Europa y el "ciudadano" inmigrado
En el último Consejo Europeo de Berlín se destacaron como enemigos comunes y muy relevantes para Europa: el terrorismo internacional, la delincuencia organizada y la inmigración irregular, todos en el mismo saco, a pesar de que son retos y riesgos absolutamente diferentes, como demuestra el hecho de que se haya consolidado, desde 1992, la Política Exterior y de Seguridad Común (PESC), pero jamás se haya consensuado una política inmigratoria comunitaria, que regule la llegada legal y con derechos de los trabajadores extranjeros a la Unión Europea.
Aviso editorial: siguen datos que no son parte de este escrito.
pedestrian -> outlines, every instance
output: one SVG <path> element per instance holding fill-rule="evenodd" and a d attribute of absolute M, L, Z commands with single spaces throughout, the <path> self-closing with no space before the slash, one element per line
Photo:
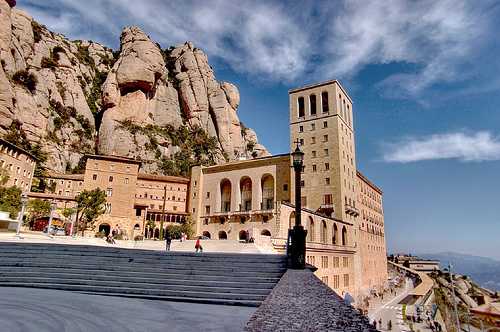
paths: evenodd
<path fill-rule="evenodd" d="M 200 244 L 200 238 L 198 238 L 198 241 L 196 241 L 196 245 L 194 246 L 194 248 L 196 249 L 196 252 L 198 252 L 198 250 L 200 250 L 200 252 L 203 252 L 203 247 Z"/>
<path fill-rule="evenodd" d="M 170 234 L 167 236 L 167 251 L 170 251 L 170 244 L 172 243 L 172 237 Z"/>
<path fill-rule="evenodd" d="M 378 326 L 380 326 L 380 329 L 382 330 L 382 318 L 378 320 Z"/>
<path fill-rule="evenodd" d="M 373 327 L 377 328 L 377 320 L 376 319 L 373 320 Z"/>
<path fill-rule="evenodd" d="M 392 330 L 392 321 L 389 319 L 389 321 L 387 322 L 387 329 L 390 331 Z"/>
<path fill-rule="evenodd" d="M 250 234 L 249 234 L 248 230 L 246 230 L 245 231 L 245 243 L 248 243 L 249 236 L 250 236 Z"/>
El contrato de extranjería es la punta del iceberg del contrato social con el que pretendemos rearmar la democracia europea, pone de manifiesto la ideología de dominación que está presente a distintos niveles en la cultura occidental, cuestiona la legitimidad del sistema político que se pretende establecer, al negar la capacidad de decisión y actuación a las personas inmigrantes, inmersas la mayoría de las veces en redes y discursos normativos propios, que en muchos casos, como el del integrismo religioso, les obligan a definirse como extranjeros y asumir la identidad de origen por ser mucho más accesible que la identidad europea para ellos.
Por muy desfavorecido que aparezca respecto a su entorno social, la democracia europea, si pretende ser de calidad, debería incluir también al "ciudadano" inmigrado, y dotarle, aunque sea después de un tiempo de residencia, de recursos suficientes para superar las determinaciones impuestas originariamente por su cultura, religión o costumbres, si quisiera hacerlo, protegido siempre por los derechos comunes a los europeos, y asumiendo las obligaciones también comunes.